New research has discovered the rapid spread among Android apps of a recent form of ad tracking that monitors what users are listening to using hidden audio signals.
The ad tracking system, known as ultrasound cross-device tracking, or uXDT for short, involves advertisers embedding high-frequency ultrasound tones known as “beacons” into audio to allow them to detect the signal. This reveals information about an ad a user has watched across multiple devices, including smartphones, tablets, TV’s, PC’s or any device connected to the Internet.
Worse, in terms of privacy, the beacons do not stop at ad detection but also allow advertisers to determine the type of device a user owns. For example, they can determine that a user of a TV is also the owner of a smartphone, allowing them to compile data on information such as a user’s interests, what sort of devices they own and how many people live in a given location. Potentially that could enable them to deliver a more unified and tailored advertising experience.
Researchers at the Brunswick Technical University in Germany have found that uXDT is becoming more widespread in Android apps. A study of 1.3 million Android apps found that 234 Android apps now contain ultrasonic tracking, up from 39 in December 2015 and only nine in April 2015.
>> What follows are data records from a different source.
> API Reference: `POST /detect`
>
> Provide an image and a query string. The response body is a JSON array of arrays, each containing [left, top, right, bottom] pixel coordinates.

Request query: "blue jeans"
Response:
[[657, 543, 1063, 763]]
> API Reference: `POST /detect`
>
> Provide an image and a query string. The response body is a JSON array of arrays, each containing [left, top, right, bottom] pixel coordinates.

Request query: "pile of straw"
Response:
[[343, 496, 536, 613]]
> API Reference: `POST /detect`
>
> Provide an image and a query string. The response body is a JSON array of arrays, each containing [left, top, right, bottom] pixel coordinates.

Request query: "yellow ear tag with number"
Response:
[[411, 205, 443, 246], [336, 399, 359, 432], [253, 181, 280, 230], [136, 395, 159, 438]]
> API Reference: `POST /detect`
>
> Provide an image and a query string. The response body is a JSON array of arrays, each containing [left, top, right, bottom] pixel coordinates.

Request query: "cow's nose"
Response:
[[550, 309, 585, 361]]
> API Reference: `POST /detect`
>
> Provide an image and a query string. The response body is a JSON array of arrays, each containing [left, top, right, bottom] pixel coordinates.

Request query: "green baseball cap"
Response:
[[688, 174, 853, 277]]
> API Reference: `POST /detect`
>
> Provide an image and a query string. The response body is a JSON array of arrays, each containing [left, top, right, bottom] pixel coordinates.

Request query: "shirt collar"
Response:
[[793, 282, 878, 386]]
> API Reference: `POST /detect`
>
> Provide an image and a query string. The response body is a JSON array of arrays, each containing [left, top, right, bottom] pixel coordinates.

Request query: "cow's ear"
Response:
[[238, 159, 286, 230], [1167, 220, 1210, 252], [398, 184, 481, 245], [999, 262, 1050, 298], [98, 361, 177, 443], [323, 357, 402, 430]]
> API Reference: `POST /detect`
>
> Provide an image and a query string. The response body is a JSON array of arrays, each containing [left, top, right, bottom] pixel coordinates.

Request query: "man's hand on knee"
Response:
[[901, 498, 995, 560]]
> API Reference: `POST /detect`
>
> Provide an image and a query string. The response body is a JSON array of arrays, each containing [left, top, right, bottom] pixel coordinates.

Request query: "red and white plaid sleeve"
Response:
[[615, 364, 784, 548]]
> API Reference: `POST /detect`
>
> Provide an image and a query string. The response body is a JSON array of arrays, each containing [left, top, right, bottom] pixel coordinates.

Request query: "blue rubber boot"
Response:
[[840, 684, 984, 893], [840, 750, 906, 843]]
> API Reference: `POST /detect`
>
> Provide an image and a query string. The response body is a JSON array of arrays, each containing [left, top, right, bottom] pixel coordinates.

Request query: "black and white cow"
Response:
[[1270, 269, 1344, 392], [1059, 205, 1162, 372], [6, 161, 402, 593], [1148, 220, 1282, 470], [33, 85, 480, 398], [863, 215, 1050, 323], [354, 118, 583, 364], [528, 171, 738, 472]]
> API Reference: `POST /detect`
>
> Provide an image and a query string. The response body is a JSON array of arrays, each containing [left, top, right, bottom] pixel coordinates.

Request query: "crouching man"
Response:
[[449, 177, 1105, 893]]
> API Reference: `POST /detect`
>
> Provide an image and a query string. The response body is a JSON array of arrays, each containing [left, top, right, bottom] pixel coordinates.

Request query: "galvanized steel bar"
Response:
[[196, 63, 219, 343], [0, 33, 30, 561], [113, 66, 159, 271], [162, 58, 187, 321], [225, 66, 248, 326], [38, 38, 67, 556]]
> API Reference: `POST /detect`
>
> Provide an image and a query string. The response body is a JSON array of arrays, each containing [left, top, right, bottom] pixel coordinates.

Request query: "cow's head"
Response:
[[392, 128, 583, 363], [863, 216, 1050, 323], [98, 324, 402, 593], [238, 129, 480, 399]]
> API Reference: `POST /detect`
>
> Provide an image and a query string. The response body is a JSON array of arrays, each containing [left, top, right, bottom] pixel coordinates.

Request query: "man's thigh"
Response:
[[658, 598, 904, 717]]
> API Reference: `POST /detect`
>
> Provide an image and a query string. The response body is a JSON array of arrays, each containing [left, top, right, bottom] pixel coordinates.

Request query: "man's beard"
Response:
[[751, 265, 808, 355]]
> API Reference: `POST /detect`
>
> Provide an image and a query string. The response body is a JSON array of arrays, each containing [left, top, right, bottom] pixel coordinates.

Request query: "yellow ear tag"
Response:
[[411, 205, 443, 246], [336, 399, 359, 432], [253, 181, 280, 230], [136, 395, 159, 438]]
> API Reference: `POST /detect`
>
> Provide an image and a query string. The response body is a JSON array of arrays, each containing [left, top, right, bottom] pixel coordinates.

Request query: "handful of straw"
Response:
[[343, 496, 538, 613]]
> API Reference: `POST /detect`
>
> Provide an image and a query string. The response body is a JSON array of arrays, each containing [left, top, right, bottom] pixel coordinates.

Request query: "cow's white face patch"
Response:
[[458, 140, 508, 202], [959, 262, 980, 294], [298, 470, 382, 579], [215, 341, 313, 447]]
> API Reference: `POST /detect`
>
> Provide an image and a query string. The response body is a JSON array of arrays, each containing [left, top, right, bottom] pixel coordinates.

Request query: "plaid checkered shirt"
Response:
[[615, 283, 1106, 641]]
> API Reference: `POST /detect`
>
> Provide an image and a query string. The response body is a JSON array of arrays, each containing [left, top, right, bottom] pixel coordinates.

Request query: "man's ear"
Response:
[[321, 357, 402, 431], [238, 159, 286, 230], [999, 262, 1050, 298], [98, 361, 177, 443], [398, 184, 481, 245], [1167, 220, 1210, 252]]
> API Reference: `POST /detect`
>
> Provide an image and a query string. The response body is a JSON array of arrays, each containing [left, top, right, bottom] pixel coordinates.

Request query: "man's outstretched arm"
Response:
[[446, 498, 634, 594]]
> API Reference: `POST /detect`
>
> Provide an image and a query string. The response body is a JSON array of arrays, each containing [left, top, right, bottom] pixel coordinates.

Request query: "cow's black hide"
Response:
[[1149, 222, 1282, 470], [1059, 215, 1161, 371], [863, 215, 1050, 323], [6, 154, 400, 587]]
In addition, the study found that the use of uXDT wasn’t restricted to apps alone. Four of 35 physical stores checked in the European Union were found to be broadcasting messages and advertising that contained uXDT beacons, meaning that in effect any person walking into the store could be being spied on without their knowledge.
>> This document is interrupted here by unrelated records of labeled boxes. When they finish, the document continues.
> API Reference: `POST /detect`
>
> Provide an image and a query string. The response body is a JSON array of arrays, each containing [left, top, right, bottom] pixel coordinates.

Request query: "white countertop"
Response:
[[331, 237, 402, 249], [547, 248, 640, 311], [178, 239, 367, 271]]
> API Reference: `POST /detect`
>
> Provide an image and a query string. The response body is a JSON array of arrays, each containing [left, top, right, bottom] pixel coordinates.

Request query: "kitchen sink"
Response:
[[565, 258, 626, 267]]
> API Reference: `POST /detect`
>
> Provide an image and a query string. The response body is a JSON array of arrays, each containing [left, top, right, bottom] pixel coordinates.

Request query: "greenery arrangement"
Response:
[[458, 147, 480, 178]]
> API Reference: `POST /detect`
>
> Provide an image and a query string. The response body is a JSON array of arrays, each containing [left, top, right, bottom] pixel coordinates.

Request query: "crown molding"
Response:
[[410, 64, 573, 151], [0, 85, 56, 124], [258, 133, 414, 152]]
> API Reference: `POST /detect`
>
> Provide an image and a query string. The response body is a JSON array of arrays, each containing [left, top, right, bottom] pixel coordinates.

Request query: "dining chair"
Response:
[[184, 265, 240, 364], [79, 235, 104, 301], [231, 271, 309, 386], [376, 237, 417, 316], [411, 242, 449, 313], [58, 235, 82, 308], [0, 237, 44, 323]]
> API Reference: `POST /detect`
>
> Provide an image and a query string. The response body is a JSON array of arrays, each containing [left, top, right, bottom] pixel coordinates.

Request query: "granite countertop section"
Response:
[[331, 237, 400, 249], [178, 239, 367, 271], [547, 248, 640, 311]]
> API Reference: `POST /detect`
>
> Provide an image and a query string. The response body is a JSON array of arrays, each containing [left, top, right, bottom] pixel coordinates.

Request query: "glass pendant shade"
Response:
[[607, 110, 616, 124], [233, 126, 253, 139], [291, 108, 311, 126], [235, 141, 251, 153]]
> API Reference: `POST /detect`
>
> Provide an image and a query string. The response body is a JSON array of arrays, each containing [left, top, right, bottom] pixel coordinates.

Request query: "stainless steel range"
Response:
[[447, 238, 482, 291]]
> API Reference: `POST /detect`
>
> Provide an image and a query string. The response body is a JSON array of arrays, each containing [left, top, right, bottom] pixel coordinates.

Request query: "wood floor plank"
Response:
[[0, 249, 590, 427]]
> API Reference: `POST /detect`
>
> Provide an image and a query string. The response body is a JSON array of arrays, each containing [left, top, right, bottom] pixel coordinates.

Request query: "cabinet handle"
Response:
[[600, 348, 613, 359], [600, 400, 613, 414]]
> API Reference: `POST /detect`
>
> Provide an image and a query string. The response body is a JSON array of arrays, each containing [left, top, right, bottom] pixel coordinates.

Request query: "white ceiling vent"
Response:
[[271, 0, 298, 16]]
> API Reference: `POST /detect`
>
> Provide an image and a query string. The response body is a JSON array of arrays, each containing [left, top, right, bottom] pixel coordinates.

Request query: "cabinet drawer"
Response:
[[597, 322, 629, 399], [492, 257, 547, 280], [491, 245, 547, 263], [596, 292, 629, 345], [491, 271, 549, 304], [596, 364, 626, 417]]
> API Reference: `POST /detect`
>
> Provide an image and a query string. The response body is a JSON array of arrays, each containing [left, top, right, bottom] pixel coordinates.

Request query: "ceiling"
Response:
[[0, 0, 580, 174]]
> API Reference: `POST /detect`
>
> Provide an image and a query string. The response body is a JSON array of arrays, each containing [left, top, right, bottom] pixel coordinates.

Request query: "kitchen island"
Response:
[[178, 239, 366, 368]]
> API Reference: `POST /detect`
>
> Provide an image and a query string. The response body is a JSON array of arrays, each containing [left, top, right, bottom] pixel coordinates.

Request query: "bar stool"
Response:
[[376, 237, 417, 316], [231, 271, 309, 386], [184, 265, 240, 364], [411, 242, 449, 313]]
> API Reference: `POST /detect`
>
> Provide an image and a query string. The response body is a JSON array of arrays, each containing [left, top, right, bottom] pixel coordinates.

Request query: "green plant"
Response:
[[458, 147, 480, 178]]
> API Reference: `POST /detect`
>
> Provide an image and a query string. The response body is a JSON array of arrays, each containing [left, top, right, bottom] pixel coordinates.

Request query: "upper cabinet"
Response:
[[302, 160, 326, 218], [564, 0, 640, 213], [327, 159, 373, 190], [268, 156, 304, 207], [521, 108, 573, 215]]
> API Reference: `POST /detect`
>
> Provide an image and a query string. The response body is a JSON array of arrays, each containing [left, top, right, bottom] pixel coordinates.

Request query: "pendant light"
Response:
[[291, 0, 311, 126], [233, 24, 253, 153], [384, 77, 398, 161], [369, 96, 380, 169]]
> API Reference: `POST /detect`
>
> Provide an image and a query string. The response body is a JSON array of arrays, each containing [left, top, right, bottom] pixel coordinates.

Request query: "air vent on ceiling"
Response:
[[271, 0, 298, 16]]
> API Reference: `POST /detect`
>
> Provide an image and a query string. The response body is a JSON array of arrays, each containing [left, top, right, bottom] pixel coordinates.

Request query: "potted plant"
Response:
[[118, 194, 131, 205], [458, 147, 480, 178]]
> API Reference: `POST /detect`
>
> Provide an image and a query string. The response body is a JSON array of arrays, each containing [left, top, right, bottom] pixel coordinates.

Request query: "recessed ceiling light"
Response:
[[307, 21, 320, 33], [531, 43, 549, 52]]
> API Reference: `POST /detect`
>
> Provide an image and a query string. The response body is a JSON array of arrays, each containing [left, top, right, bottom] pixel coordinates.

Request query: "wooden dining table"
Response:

On a positive note, the same research failed to find any smart television sets that are currently using the technology, but that could change in the future.
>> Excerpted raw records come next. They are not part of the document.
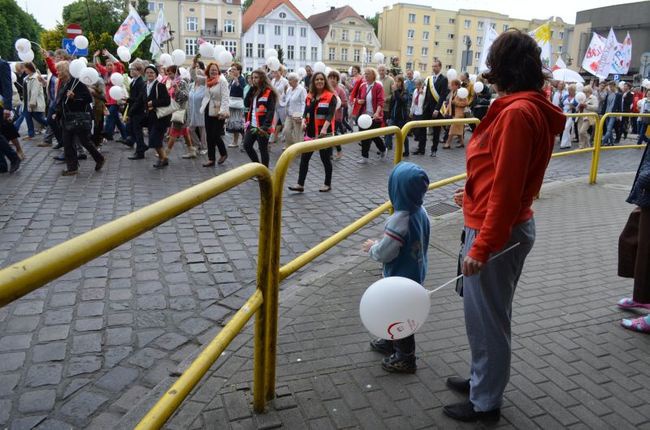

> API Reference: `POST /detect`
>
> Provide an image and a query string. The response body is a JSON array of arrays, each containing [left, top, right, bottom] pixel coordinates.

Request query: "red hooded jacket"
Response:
[[463, 91, 566, 263]]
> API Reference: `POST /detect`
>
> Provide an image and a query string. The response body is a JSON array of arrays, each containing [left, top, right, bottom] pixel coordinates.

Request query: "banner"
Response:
[[609, 32, 632, 75], [478, 21, 499, 73], [528, 22, 551, 67], [149, 9, 172, 59], [113, 5, 151, 53]]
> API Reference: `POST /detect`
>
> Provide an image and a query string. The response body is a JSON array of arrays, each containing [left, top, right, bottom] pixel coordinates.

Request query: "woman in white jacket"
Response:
[[24, 63, 47, 139], [201, 63, 230, 167]]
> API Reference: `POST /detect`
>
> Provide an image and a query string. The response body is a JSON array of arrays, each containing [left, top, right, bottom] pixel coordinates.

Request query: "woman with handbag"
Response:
[[244, 69, 278, 167], [289, 72, 338, 193], [201, 63, 230, 167], [165, 66, 196, 158], [144, 64, 174, 169], [618, 138, 650, 333], [226, 63, 246, 148], [54, 61, 106, 176]]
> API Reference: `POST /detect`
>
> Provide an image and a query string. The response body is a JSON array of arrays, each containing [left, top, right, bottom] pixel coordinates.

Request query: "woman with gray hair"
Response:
[[281, 72, 307, 149]]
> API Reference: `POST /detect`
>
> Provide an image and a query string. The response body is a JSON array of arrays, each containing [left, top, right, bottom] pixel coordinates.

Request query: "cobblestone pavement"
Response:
[[148, 174, 650, 430], [0, 127, 641, 429]]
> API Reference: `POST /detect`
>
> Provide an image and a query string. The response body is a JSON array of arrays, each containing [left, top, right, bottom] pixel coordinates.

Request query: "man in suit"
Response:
[[121, 61, 147, 160], [0, 59, 20, 173], [415, 60, 449, 157]]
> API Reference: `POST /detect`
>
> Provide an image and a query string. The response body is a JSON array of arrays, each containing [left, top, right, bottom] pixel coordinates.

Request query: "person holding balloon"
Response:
[[443, 30, 565, 422], [362, 162, 430, 373]]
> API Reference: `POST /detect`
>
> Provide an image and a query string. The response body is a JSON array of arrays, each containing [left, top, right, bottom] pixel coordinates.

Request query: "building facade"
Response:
[[146, 0, 242, 63], [567, 1, 650, 80], [307, 6, 380, 71], [241, 0, 323, 72]]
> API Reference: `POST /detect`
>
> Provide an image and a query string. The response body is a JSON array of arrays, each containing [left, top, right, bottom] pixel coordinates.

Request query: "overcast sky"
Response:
[[24, 0, 635, 29]]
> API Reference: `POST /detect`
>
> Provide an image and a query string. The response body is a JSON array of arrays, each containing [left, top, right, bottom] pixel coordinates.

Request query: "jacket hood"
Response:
[[388, 162, 429, 212], [488, 91, 566, 134]]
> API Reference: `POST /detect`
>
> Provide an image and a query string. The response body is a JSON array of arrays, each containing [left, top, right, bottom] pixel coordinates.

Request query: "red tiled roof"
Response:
[[242, 0, 307, 33]]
Although the idea of being spied on by the use of inaudible beacons certainly sounds scary, some argue that ultrasonic tracking isn’t as dangerous as it could be for user privacy. Tom’s Hardware claimed Thursday that users still have to open the apps that contain the listening code for the tracking to work.
Users “also need to accept the RECORD_AUDIO permission in the apps that use ultrasonic tracking code,” the sites added. “However, many users don’t typically pay attention to which permissions they allow when they install an app, or they may believe other important features within the app require the audio recording permission to be enabled.”